I’m continuing to read Academically Adrift and appreciating the hardcore research on the academic behaviors of college students. In short, students are under-prepared and universities are failing to meet most needs. This research is validating my observations in the field. I routinely confronted these issues firsthand when teaching in the classroom, and now I’m writing a book that includes my observations and remedies to these problems. That is happening, slowly, but surely.

Next on my nerdy agenda: I joined a new book club because I needed more literary oxygen and book talk. It’s the Non-fiction Book Group at Falmouth Public Library. Wow—what a smart group of well-read, articulate folks. We just finished reading and discussing a book I probably would never have read on my own: The Road to Ubar by Nicholas Clapp. It’s a fascinating account of Clapp’s attempt to discover ancient ruins whose existence waiver between myth and reality. This book shows the power of intellectual curiosity and the rewards of the inquiry method in practice. Clapp, a documentary film producer, has a fire in his belly to learn all he can about this ancient community. It encouraged me to push beyond the text and check out other resources. The book, itself, was an adventure. And best of all, the book group members are a most welcome addition to my literary life.

This begs the question: “So what do I really want out of a book group?” I want to read a text that is challenging and have bright folks engage in a lively, smart discussion ABOUT THE BOOK. I don’t want it to be a food festival of recipes that are vaguely connected to the title and devoured by a book group that never cracked the book. Also, I’m finding that I want our monthly selection to be more than a leisurely beach book; I need it to stretch and expand what I can already do on my own. So, I’ve joined two new book groups—one non-fiction and one fiction—both run by my local libraries. The non-fiction Ubar selection was great—fingers crossed for the fiction choice which is Major Pettigrew’s Last Stand by Helen Simonson. I start that next week.
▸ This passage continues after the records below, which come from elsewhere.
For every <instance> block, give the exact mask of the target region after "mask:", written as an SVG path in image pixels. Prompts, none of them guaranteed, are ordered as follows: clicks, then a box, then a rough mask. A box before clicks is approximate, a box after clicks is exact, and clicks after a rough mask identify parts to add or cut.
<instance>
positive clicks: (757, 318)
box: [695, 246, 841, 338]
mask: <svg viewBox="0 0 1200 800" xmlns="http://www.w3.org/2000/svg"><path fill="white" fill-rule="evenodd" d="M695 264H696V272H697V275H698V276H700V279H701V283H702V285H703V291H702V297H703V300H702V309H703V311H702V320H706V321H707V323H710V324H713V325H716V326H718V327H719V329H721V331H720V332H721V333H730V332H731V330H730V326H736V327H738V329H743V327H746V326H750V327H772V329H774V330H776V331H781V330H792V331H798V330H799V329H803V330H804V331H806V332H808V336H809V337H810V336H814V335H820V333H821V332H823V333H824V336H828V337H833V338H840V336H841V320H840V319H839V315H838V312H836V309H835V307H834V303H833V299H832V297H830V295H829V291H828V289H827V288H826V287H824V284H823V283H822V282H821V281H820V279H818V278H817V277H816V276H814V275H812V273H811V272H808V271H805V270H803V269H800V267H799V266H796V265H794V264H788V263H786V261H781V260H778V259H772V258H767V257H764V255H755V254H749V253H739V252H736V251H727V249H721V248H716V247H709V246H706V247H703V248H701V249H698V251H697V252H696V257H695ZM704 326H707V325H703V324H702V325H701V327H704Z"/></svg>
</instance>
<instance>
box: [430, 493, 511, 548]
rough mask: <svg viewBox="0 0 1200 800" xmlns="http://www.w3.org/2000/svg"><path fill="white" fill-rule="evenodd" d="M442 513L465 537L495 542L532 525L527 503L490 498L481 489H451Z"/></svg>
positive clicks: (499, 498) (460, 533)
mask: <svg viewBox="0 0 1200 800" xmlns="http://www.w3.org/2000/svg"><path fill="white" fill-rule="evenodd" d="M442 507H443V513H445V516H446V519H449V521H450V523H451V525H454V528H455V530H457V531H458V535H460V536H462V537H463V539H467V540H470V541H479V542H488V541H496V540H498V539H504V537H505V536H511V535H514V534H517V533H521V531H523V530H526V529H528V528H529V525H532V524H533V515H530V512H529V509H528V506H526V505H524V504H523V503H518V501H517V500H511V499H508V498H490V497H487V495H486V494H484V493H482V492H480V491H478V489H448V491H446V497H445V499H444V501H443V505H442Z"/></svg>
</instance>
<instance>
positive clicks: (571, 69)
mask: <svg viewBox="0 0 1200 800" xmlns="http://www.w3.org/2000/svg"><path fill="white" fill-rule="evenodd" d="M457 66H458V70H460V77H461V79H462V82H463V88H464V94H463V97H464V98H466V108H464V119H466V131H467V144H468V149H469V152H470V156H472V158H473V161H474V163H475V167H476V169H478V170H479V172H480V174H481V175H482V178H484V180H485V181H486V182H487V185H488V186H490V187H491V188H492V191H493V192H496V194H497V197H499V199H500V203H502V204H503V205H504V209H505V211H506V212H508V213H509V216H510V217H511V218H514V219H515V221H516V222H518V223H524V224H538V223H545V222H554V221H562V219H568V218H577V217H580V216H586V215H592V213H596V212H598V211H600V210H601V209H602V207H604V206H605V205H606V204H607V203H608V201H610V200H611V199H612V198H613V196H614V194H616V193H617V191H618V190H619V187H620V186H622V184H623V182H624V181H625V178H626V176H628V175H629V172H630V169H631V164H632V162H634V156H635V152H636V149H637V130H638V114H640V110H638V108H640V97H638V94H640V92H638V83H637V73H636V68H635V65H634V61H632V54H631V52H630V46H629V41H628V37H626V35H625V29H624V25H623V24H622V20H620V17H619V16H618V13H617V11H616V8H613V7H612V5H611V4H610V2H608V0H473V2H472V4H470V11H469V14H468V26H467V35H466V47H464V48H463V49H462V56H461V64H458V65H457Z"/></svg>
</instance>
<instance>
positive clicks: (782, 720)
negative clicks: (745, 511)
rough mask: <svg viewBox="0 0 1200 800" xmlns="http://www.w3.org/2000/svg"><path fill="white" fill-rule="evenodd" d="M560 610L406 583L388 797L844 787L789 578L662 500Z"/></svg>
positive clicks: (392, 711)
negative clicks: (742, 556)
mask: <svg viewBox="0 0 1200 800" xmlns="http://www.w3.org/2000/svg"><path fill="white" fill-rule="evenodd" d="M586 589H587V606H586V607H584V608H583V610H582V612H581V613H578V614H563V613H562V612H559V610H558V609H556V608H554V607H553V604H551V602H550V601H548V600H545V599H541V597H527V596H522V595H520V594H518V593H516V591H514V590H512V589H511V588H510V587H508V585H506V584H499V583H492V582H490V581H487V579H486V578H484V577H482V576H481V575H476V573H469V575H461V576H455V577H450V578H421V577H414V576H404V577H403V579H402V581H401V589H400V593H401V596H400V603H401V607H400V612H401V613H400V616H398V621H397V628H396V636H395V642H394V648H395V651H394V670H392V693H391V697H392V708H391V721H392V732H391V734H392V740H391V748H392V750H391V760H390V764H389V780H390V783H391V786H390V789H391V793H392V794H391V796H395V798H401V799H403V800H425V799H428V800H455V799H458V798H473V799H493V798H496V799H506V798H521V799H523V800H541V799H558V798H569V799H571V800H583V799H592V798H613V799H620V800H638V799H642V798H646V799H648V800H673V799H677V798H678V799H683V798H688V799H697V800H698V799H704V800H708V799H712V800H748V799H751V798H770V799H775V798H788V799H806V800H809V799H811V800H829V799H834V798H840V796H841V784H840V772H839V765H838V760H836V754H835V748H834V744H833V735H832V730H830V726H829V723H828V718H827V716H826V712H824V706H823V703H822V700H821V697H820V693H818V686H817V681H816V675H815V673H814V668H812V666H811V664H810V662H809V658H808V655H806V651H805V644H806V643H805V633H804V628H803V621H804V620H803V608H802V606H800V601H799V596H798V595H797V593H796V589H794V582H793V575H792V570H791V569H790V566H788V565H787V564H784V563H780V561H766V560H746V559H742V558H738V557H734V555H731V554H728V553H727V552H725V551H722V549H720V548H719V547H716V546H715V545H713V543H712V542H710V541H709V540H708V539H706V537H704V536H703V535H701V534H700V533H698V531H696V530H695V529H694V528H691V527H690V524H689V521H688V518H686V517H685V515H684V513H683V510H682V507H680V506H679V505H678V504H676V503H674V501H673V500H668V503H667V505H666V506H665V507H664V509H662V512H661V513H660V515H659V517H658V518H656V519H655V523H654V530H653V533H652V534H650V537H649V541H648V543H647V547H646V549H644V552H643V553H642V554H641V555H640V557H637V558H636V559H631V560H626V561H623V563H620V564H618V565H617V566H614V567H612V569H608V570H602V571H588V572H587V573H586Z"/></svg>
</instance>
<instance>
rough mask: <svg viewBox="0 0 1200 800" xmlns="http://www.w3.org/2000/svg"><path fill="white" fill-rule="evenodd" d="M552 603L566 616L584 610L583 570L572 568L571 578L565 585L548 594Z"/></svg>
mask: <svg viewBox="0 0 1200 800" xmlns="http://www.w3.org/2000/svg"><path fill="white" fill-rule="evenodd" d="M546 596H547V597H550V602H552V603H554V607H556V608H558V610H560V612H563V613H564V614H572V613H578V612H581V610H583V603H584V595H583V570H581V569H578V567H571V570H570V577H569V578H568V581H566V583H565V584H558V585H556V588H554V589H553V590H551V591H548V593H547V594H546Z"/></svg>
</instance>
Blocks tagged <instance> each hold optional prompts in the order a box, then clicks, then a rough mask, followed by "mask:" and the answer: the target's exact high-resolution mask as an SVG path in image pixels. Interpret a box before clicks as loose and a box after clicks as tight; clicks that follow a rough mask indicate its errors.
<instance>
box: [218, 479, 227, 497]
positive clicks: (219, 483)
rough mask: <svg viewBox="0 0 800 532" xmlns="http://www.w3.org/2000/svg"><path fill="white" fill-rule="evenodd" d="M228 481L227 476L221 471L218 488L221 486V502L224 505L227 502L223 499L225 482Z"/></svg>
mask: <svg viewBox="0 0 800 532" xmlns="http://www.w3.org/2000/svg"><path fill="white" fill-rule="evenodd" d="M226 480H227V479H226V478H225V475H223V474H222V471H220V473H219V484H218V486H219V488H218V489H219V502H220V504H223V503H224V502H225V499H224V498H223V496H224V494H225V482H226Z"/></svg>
One literary device I really hate in books is cheap trickery. I found this to be the case in Barbara Shapiro’s, The Art Forger. This “novel” focuses on the Isabella Stewart Gardner Museum art heist. It reads as an interesting mystery that I thought was based on actual fact. Here comes the problem: the blurry line between fact and fiction. The author says it’s a novel, but includes so many “factual” details and references to reality that it reads like a true narrative of an actual event. It is about forging art, and the book itself is a forgery—how clever, no, how annoying. The end of the book reveals that most of what the reader thought was true, is not. Even the Boston Globe article that looked so authentic, is faked. Needless to say, I didn’t find it effective or satisfying. The last time I remember getting so irritated at a cheap trick was after I finished reading Memoirs of a Geisha and found out that the “geisha” was really a young man from Brookline, MA, not even a geisha in the family. Ugh!

My irritation about The Art Forger was not in vain. Several months ago, David and I made a day trip to the Outer Cape and back again. We stumbled upon Parnassus Bookstore, and I asked my favorite question: “What should I not leave today without buying? The wise salesclerk put a copy of Mrs. Jack by Louise Hall Tharp in my hands and said “You’ll love it.” Mrs. Jack is a biography–to my surprise–of Isabella Stewart Gardner: a smart, feisty, accomplished Boston woman who created the Gardner Museum. I am more than half way through this book, and it is unadulterated joy. Her life is worth reading about; the author’s voice and style are addictive. I try to read just one chapter a night before I go to sleep, and that is impossible…like chocolates, just one more, just one more. What a refreshing change from The Art Forger. I must revisit Parnassus Bookstore and ask for another recommendation.

Life is short. So many books, so little time. Be picky.